In Episode 19 of the Healthy Matters Podcast, we talk about transgender health issues with my colleague at Hennepin Healthcare, Dr. Haylee Veazey – who in my opinion is a leading physician, not only in clinical care, but in education about transgender health and gender health in general.

During her second year of training, while the rest of us are usually trying to figure out how to write an order for Tylenol, Dr. Veazey was developing a whole new clinic model for those seeking care for gender and sexual health. Overachiever?

“We started our first day of clinic in 2016 and started with one single patient showing up,” she said. “And since then, throughout the rest of my time as a resident, and now as a faculty for the last few years, we’ve got a full panel of patients and we’re booking months out.”

Dr. Veazey sees patients with a variety of care needs in the Adult Gender & Sexual Health Clinic.

“We have patients that come to us for just regular primary care – for blood pressure management or to have their blood sugar and lipids checked every year, but we specialize in gender-affirming care. So we do gender-affirming, hormone replacement therapy to help people align their physical body with their gender identity. We do referrals for gender-affirming therapy for mental health and surgeries.
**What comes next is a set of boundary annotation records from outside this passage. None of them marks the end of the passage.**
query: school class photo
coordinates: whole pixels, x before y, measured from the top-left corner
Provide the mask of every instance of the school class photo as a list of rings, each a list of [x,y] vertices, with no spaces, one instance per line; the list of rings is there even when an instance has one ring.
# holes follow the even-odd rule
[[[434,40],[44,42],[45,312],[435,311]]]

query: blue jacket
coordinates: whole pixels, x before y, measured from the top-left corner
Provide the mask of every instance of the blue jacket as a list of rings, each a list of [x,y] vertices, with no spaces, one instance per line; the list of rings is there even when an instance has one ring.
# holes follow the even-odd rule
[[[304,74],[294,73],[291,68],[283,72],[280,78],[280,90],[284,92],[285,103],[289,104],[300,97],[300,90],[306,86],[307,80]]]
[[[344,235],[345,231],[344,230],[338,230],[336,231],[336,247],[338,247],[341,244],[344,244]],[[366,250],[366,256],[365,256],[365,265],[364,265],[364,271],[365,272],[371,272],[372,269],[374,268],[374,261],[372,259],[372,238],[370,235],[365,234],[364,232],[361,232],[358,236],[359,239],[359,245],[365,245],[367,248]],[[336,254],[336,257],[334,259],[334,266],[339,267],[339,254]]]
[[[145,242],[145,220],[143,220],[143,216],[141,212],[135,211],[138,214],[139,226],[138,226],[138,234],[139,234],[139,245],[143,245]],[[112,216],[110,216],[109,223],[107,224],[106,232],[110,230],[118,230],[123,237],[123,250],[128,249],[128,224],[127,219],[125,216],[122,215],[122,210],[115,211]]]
We help people with pre-exposure prophylaxis to try to prevent HIV and sexually transmitted infections (STI) testing and treatment. We also help with some limited family planning as well. It’s a great place where people who are members of the LGBTQ community can come and get their normal primary care but also take care of gender and sexual health.”
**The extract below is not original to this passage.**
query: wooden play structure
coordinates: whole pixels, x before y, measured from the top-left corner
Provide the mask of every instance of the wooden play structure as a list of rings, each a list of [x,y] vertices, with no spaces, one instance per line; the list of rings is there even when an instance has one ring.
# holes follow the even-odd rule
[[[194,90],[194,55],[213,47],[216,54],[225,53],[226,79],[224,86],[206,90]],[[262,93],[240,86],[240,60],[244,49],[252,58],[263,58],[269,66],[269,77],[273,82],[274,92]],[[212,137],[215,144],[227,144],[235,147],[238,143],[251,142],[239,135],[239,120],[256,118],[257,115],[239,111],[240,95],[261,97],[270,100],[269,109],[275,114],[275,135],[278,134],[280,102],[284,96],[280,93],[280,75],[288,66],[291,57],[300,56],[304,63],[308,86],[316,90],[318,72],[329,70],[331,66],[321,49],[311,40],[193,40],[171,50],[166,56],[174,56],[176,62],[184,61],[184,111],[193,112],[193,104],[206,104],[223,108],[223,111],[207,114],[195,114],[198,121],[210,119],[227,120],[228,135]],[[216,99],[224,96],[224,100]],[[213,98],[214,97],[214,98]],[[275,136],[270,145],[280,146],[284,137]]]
Throughout this podcast, Dr. Veazey used some terms that I’ve become familiar with, but only because I hang around with people who use them a lot. I asked her to explain, “what is ‘gender’ and how is it different than the sex you were assigned at birth – and are they different?”

“They’re very different,” Dr. Veazey explained. “It’s kind of like talking about a house. A house has plumbing and electricity and they’re separate systems, but they’re still part of the same house. And when we talk about sex assigned at birth, that’s the physical structures that we can observe with our eyes that tell us that a person has more masculine or feminine physical structures to their body. And there’s a huge range of that. That’s one part of someone’s identity and personhood. That’s an example of extreme diversity in the human species – and it’s like everything in nature. It’s not binary. There’s not just black and white, X and Y. It’s a huge range from the most maleness that a body can have to the most femaleness that a body can have. And it’s completely separate from someone’s gender identity.”

We sort out many questions you may have about what it means to be transgender, providing gender-affirming healthcare, and addressing health disparities related to people whose inner concept of themselves does not align with the gender assigned to them at birth in Episode 19 of the Healthy Matters Podcast.